The particular line has been added on March 8 2012, but note that the first line of the Wikipedia article still reads "a flexible generalization of ordinary linear regression that allows for response variables that have error distribution models other than a normal distribution" and is not so much (not everywhere) wrong.


Conclusion

So, based on these three examples (which indeed could generate misconceptions, or at least could be misunderstood) I would not say that "this misconception has spread". Or at least it does not seem to me that the intention of those three examples is to argue that Y must be normally distributed (although I do remember this issue has arised before here on stackexchange, the swap between normally distributed errors and normally distributed response variable is easy to make).

So, the assumption that 'Y must be normally distributed' seems to me not like a widespread believe/misconception (as in something that spreads like a red herring), but more like a common error (which is not spread but made independently each time).


Additional comment

An example of the mistake on this website is in the following question

What if residuals are normally distributed, but y is not?

I would consider this as a beginners question.
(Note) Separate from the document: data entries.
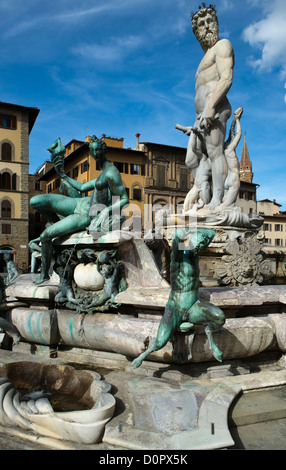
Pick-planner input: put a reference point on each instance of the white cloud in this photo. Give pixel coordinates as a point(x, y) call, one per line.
point(115, 50)
point(269, 36)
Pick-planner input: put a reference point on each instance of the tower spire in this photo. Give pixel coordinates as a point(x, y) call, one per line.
point(245, 164)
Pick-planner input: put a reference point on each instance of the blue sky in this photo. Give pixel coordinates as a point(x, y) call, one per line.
point(120, 67)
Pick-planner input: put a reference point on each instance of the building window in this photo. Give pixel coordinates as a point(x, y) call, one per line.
point(6, 229)
point(137, 194)
point(75, 172)
point(6, 210)
point(161, 175)
point(6, 152)
point(121, 167)
point(37, 185)
point(84, 167)
point(8, 121)
point(6, 182)
point(135, 169)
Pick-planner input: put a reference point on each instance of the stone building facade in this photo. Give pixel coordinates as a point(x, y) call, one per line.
point(16, 124)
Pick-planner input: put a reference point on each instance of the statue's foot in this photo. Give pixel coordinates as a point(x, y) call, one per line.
point(218, 355)
point(185, 327)
point(137, 362)
point(41, 279)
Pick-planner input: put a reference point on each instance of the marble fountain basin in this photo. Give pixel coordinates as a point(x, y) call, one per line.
point(56, 401)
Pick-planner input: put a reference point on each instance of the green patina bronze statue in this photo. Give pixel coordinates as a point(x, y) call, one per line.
point(71, 213)
point(184, 309)
point(11, 269)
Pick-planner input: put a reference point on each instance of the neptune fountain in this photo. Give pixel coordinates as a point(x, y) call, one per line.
point(106, 304)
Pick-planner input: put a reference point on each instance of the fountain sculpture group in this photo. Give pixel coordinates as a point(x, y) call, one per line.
point(109, 290)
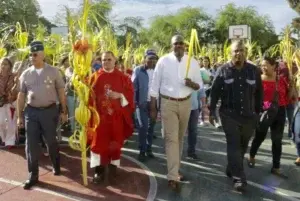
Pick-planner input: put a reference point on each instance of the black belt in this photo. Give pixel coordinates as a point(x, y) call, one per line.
point(42, 108)
point(175, 99)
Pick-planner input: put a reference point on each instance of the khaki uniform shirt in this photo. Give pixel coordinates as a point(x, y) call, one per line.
point(41, 89)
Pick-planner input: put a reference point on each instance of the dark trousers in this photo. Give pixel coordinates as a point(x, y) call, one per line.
point(37, 122)
point(277, 128)
point(193, 131)
point(237, 136)
point(145, 126)
point(289, 114)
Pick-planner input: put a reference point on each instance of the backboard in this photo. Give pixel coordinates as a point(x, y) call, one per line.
point(63, 31)
point(239, 32)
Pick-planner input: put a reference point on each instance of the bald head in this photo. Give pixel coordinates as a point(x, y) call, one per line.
point(239, 44)
point(177, 39)
point(177, 42)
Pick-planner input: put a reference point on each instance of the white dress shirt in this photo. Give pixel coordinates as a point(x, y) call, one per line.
point(169, 75)
point(150, 73)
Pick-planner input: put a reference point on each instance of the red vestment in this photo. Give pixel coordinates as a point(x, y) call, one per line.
point(116, 123)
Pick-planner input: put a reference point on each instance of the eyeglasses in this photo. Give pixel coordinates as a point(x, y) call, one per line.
point(33, 55)
point(178, 43)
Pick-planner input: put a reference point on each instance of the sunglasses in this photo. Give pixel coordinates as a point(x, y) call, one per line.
point(107, 60)
point(178, 43)
point(33, 55)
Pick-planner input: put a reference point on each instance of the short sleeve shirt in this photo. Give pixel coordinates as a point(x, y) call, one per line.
point(41, 88)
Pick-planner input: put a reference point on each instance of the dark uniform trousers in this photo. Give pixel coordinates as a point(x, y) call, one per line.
point(238, 135)
point(40, 121)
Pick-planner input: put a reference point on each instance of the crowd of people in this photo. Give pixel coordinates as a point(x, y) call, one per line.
point(238, 97)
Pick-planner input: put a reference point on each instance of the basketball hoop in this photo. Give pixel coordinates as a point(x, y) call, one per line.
point(239, 32)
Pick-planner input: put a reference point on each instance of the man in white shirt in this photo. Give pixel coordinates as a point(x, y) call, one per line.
point(174, 88)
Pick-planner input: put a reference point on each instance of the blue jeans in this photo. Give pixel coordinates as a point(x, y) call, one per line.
point(145, 126)
point(289, 113)
point(71, 107)
point(297, 131)
point(193, 131)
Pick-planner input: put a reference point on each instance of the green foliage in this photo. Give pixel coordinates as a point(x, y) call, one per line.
point(295, 5)
point(262, 29)
point(162, 28)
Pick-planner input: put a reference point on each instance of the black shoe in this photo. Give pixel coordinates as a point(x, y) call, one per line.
point(239, 185)
point(228, 173)
point(56, 171)
point(30, 183)
point(278, 173)
point(149, 153)
point(193, 156)
point(142, 157)
point(100, 175)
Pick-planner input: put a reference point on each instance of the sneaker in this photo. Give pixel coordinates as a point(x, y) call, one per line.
point(142, 157)
point(239, 186)
point(45, 151)
point(278, 173)
point(193, 156)
point(150, 154)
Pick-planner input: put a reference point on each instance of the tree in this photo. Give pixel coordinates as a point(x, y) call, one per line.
point(24, 11)
point(262, 29)
point(162, 28)
point(44, 21)
point(295, 5)
point(100, 12)
point(130, 25)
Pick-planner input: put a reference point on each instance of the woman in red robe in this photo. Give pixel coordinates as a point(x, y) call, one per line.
point(114, 103)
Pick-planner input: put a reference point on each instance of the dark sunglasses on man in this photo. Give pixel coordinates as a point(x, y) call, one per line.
point(33, 55)
point(178, 43)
It is not present in the materials like the Penn State course material, the Wikipedia website, and recently noted in the comments the book 'Extending the Linear Regression with R'.

The writers of those works do correctly understand the material. Indeed, they use phrases such as 'Y must be normally distributed', but based on the context and the used formulas you can see that they all mean 'Y, conditional on X, must be normally distributed' and not 'the marginal Y must be normally distributed'. They are not misconceiving the idea themselves, and at least the idea is not widespread among statisticians and people that write books and other course materials. But misreading their ambiguous words may indeed cause the misconception.